To assess whether opioid modulation achieved through administration of ALKS 5461 — a combination of a μ- and κ-opioid partial agonist, buprenorphine, and a μ-opioid antagonist, samidorphan — would exhibit antidepressant effects among patients with major depression, researchers conducted a multicenter, randomized, double blind, placebo-controlled, two-stage sequential parallel comparison design study. Adults with major depression with inadequate response to one or two courses of antidepressant treatment were randomly assigned to receive adjunctive treatment with 2 mg of buprenorphine and 2 mg of samidorphan; 8 mg of buprenorphine and 8 mg of samidorphan; or placebo. Change in Hamilton Depression Rating Scale (HAM-D), Montgomery-Åsberg Depression Rating Scale (MADRS) and the Clinical Global Impressions severity scale (CGI-S) scores from baseline to the end of 4 weeks of treatment determined antidepressant effect.

Participants in the 2/2 dosage group exhibited significantly greater improvements, with placebo-adjusted least-squares mean differences on HAM-D (–2.8; 95% CI, –5.1 to –0.6; P = .014), MADRS (–4.9; 95% CI, –8.2 to –1.6; P = .004) and CGI-S (–0.5; 95% CI, –0.9 to –0.1; P = .012), compared with placebo.

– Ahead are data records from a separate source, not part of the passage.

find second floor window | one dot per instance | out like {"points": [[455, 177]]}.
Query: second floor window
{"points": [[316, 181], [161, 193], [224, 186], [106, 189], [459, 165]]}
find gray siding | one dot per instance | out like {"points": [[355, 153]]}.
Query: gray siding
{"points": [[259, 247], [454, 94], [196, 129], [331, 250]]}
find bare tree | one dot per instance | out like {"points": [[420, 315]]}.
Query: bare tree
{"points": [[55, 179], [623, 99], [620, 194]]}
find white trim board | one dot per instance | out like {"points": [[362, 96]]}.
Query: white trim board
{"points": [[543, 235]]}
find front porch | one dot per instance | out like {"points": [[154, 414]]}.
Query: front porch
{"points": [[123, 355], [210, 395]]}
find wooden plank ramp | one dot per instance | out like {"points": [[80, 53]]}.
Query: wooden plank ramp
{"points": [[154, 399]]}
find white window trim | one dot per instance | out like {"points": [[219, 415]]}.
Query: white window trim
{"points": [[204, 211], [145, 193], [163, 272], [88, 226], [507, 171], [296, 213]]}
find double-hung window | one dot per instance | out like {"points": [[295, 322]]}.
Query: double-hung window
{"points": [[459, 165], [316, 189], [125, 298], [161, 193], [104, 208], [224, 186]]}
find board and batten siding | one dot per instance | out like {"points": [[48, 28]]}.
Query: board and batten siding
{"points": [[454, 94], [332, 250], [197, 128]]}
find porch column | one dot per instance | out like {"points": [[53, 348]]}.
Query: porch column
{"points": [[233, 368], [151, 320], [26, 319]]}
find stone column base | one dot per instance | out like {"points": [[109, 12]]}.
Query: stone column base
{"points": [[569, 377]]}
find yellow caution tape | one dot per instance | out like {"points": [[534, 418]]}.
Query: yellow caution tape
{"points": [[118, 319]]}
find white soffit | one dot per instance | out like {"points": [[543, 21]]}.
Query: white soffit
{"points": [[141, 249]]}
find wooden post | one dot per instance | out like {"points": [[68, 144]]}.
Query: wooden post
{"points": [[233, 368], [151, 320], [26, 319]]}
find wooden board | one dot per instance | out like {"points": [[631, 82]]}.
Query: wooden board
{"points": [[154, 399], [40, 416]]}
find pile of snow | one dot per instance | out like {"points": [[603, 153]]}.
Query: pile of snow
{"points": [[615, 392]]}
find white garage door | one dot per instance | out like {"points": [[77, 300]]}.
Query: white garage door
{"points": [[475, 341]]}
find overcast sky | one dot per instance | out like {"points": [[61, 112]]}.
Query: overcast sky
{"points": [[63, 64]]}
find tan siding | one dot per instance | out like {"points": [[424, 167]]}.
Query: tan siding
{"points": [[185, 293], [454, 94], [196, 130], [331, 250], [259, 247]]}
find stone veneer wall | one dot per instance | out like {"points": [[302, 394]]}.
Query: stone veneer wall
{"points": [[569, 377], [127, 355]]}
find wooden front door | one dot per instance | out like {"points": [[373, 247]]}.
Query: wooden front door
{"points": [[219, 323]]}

Participants in the 8/8 dosage group also exhibited improvements but they did not reach statistical significance.

The buprenorphine/samidorphan combinations were well-tolerated and there was no evidence of opioid withdrawal on treatment discontinuation, according to researchers.

“The robust treatment effect seen in this clinical study suggests that many patients with depression may have a dysregulation of the endogenous opioid system, which may be why they do not respond to monoamine-based antidepressants that target the serotonin system,” Fava said in the release. “For the substantial percentage of patients who do not respond to monoamine based medications, this combination may represent an important new approach to the treatment of depression.” – by Amanda Oldt

Disclosure: Fava reports several relevant financial disclosures. Please see the full study for a complete list of all researchers’ relevant financial disclosures.